2. The composite support structure of anchoring and high-strength bracket as described in claim 1, characterized in that, The steel pipe concrete support consists of arc-shaped steel pipes and sleeves. There are multiple arc-shaped steel pipes, and the sleeves are arranged between adjacent arc-shaped steel pipes.
3. The composite support structure of anchoring and high-strength bracket as described in claim 2, characterized in that, The steel-concrete composite support and the connecting rods are connected by high-strength bolts. There are multiple connecting rods, which are evenly arranged along the circumference of the steel-concrete composite support.
4. The composite support structure of anchoring and high-strength bracket as described in claim 3, characterized in that, Anchor cables are evenly installed on both sides and top of the tunnel, and multiple anchor cables are installed, with the anchor cables and anchor rods arranged at intervals.
5. The composite support structure of anchoring and high-strength bracket as described in claim 4, characterized in that, The anchor cable is fixedly connected to the steel mesh, thereby fixing the steel mesh to the surrounding rock surface of the tunnel.
6. The composite support structure of anchoring and high-strength bracket as described in claim 4, characterized in that, The anchor rod consists of a drill bit, a hollow anchor rod body, a washer plate, a nut, and a grout stopper. The drill bit is located at one end of the hollow anchor rod body and has a grouting hole. The other end of the drill bit has a thread and is fitted with the nut. The washer plate and the grout stopper are located on the side of the nut near the drill bit, and the washer plate is adjacent to the nut.
7. The composite support structure of anchoring and high-strength bracket as described in claim 1, characterized in that, The bottom of the tunnel is paved with gangue or ballast.
8. The composite support structure of anchoring and high-strength bracket as described in claim 1, characterized in that, The backfill layer is filled with a flexible material.
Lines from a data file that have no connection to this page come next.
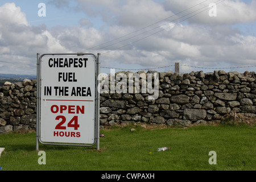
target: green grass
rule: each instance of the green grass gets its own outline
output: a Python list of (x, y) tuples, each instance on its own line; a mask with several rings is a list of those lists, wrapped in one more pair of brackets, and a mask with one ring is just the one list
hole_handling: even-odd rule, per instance
[[(136, 131), (130, 131), (131, 127)], [(100, 150), (96, 146), (39, 144), (46, 164), (39, 165), (35, 133), (0, 134), (3, 170), (170, 171), (256, 169), (255, 127), (200, 126), (144, 129), (129, 126), (102, 130)], [(166, 151), (157, 148), (170, 147)], [(208, 163), (217, 153), (217, 164)], [(150, 154), (150, 152), (152, 154)]]

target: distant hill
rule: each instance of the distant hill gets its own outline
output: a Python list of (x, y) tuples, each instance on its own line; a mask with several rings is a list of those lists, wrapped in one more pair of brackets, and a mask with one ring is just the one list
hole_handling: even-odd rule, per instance
[(0, 73), (0, 86), (2, 86), (6, 81), (14, 83), (22, 81), (24, 79), (36, 79), (35, 75), (17, 75), (17, 74), (2, 74)]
9. The composite support structure of anchoring and high-strength bracket as described in claim 8, characterized in that, The flexible material may be aerated concrete, gangue, wood, or epoxy resin.
10. The composite support structure of anchoring and high-strength bracket as described in claim 1, characterized in that, The surface of the steel pipe concrete support tunnel is also sprayed with a concrete surface layer.